SAN ANTONIO — Texas could double its record for COVID-19 hospitalizations in early February, according to some short-term forecasts from the University of Texas's COVID-19 modelling consortium.
The mock-up, last updated Jan. 10, uses a spaghetti model similar to a hurricane forecast. The median scenario, halfway between the best and worst-case outcomes, places 29,622 Texans in the hospital on Feb. 8.
Texas set its hospitalization record on Jan. 12, 2021, when 14,218 patients had COVID-19.
Researchers at the consortium accurately predicted the United States would surpass its COVID-19 hospitalization record in a report released last week.
"It seems we are getting near to the peak of cases, then we might need another week or two to reach the peak of hospital admissions," Anass Bouchnita, one of the consortium's top researchers, said.
People with COVID-19 are already seeking medical attention in Bexar County hospitals at an unprecedented rate.
On Jan. 12, 958 people were hospitalized with COVID-19 in San Antonio, up from 224 patients on Dec. 22. In other words, hospitalizations increased by 734 people in 21 days.
It took 65 days for hospital censuses to jump by the same degree during Texas's worst wave. On Dec. 18, 2020, 958 people were hospitalized with COVID-19 in San Antonio, up from 223 patients on Oct. 14, 2020.
Any new strain on the health care system will come as hospital staffs deplete.
"We seem to be feeling it more, as far as our own staff getting sick and being out," University Health emergency services director Rocio Garcia told KENS 5 Monday. "Things are busy and a little bit rough up here right now."
Omicron has so far sent a smaller portion of infected people to the hospital than delta did, but the total number of hospitalizations is higher because so many people have the virus.
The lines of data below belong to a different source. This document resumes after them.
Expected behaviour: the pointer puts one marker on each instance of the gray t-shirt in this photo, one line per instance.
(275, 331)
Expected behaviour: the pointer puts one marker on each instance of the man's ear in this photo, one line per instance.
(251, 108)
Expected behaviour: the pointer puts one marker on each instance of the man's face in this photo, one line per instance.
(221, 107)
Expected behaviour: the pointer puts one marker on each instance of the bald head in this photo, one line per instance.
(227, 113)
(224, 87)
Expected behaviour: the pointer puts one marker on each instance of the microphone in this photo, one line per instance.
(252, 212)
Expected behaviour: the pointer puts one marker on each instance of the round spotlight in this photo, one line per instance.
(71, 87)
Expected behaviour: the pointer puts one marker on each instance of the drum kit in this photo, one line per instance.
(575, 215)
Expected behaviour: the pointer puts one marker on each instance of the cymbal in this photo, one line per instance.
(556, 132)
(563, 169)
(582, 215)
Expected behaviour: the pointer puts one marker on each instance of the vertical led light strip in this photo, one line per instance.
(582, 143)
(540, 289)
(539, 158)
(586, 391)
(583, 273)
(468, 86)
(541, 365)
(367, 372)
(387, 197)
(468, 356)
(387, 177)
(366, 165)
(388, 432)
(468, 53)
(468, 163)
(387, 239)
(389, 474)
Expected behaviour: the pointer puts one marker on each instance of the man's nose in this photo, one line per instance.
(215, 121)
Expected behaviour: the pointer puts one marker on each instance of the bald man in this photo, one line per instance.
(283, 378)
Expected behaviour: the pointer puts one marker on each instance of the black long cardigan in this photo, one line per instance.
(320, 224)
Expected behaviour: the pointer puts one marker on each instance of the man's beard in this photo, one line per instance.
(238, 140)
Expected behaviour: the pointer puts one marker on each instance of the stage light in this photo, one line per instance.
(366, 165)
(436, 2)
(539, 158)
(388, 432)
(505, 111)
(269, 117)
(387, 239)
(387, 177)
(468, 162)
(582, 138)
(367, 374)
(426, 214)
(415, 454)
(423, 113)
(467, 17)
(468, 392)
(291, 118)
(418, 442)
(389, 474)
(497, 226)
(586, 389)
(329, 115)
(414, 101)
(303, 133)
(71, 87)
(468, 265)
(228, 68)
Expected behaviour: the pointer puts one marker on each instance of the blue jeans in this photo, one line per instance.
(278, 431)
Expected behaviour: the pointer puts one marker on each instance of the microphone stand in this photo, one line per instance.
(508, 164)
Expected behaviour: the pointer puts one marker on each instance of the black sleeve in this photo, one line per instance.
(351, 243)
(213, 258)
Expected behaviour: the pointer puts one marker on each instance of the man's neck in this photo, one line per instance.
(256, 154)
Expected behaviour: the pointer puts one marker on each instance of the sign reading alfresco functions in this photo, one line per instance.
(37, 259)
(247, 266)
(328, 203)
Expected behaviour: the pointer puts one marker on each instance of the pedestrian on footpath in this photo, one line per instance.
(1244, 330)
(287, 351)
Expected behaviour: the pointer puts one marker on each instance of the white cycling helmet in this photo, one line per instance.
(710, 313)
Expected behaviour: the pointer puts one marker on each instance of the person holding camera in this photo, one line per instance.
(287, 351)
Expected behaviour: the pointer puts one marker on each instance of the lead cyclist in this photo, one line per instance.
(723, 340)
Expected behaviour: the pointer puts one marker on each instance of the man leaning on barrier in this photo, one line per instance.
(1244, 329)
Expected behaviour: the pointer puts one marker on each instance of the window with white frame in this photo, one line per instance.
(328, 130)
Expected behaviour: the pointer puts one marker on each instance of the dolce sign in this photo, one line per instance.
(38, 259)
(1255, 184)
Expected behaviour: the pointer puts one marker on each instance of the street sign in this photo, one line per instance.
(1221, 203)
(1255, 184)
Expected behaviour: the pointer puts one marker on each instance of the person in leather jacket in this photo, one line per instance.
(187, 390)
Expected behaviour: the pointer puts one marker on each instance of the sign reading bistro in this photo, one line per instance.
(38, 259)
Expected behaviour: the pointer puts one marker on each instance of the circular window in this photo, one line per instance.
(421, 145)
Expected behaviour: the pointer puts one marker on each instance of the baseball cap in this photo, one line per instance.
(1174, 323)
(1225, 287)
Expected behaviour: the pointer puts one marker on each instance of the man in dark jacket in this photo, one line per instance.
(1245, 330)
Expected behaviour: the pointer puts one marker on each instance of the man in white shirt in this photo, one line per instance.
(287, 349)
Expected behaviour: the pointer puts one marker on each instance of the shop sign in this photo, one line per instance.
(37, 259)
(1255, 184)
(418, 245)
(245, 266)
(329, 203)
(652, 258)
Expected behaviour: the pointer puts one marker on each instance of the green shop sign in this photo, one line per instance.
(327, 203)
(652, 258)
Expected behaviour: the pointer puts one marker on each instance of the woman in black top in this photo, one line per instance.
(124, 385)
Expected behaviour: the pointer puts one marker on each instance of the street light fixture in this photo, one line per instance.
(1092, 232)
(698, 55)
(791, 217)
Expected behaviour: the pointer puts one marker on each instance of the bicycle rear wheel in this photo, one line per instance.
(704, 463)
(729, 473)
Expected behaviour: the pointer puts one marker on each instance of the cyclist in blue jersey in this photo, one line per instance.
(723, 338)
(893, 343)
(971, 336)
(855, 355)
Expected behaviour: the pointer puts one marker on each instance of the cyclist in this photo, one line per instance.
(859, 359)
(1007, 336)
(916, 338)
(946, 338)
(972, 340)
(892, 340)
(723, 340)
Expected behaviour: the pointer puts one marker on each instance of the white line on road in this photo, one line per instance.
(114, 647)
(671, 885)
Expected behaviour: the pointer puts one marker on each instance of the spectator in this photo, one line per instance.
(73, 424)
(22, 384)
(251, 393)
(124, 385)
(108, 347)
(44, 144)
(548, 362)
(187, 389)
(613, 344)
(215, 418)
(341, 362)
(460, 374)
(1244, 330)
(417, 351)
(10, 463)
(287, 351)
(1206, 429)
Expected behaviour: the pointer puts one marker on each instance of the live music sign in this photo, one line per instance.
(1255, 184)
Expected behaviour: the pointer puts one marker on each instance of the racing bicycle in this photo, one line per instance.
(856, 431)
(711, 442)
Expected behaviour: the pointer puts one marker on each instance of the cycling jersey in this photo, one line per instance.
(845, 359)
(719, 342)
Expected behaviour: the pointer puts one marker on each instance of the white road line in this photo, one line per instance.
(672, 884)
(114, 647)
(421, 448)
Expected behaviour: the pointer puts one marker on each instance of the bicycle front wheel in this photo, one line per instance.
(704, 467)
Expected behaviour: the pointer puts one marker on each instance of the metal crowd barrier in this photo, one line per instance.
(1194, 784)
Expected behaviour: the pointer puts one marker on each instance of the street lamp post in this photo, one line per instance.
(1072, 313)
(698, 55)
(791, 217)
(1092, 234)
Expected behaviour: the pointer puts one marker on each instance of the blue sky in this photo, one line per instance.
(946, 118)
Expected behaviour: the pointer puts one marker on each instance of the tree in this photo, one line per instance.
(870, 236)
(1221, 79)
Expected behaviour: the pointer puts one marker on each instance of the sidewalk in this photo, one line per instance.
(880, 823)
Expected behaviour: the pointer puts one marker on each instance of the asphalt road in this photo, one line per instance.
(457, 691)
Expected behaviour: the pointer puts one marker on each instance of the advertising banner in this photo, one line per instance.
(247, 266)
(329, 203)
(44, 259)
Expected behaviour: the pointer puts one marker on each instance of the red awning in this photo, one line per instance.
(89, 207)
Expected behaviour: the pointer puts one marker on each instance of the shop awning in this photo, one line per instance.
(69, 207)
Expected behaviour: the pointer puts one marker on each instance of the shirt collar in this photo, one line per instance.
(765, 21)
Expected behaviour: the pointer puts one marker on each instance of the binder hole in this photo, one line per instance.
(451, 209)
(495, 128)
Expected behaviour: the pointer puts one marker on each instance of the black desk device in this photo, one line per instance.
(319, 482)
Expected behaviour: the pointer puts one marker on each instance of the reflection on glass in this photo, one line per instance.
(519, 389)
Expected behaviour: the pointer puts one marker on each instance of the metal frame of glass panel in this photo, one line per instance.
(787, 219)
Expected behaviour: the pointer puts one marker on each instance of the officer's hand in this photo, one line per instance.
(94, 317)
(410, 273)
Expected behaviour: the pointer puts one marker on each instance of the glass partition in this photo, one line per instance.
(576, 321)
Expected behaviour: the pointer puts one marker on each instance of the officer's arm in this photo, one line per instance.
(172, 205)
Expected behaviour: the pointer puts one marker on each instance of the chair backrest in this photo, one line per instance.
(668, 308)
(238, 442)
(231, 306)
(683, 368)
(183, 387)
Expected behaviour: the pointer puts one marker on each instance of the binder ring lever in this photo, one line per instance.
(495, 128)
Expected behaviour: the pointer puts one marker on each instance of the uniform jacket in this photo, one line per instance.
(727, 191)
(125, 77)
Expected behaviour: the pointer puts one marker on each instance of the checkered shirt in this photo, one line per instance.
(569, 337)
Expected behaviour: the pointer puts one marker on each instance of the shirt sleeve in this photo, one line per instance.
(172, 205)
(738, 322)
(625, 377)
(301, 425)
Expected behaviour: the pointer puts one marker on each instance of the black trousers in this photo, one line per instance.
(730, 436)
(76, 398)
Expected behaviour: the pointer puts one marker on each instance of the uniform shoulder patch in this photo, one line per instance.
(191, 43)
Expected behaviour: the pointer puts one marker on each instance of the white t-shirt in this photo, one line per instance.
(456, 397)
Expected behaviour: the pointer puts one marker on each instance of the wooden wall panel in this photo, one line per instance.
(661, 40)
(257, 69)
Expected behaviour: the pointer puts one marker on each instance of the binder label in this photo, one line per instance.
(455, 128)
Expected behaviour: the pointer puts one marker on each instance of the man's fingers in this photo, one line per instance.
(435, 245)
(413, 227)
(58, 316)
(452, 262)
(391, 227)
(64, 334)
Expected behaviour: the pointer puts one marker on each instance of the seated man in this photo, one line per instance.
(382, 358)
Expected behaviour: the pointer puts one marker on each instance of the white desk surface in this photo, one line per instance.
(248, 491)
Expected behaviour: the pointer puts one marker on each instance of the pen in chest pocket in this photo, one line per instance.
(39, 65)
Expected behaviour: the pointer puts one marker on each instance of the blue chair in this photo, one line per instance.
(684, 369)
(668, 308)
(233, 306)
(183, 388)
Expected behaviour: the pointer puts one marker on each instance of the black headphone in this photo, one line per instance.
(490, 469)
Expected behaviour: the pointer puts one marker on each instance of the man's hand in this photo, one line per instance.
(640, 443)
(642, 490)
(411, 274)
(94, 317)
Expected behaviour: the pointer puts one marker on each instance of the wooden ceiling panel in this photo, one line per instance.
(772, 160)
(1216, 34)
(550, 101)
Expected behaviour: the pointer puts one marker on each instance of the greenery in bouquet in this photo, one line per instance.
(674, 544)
"The sheer number of infections would cause... hospitalizations to rise sharply," Bouchnita explained.
"It's like three-times more cases," he continued, making reference to some 7-day rolling averages. "With three-times more cases - even if there is a small portion of these people going to hospitals - it might be more devastating to the health care system than the delta waves we've seen before."
But there is some reason for optimism in the modelling consortium's data.
Each of eight forecast scenarios accurately predicted the United States would break its hospitalization record. Only two, worst-case scenarios suggest the nation will break its record for Coronavirus-related deaths.
The model supports research, freshly-endorsed by the Centers for Disease Control, that patients with omicron are 91 percent less likely to die from COVID-19 than patients with delta were.
"The duration of hospital stays was approximately 70 percent shorter, with the median of stays being 1.5 days for Omicron compared to about 5 days for Delta," CDC director Rochelle Walensky said during a White House briefing Wednesday. "Looking at all hospital admissions for Omicron, 90 percent of patients were expected to be discharged from the hospital in three days or less."
Local doctors have also noted that some patients with COVID-19 sought medical attention for other ailments. They are included in Metro Health's hospitalization counts, even though they're not hospitalized for COVID-19 treatment.
"We should really not underestimate omicron," Bouchnita cautioned. "Even if it's turned out to be a mild variant, it has the ability to overwhelm health care capacity."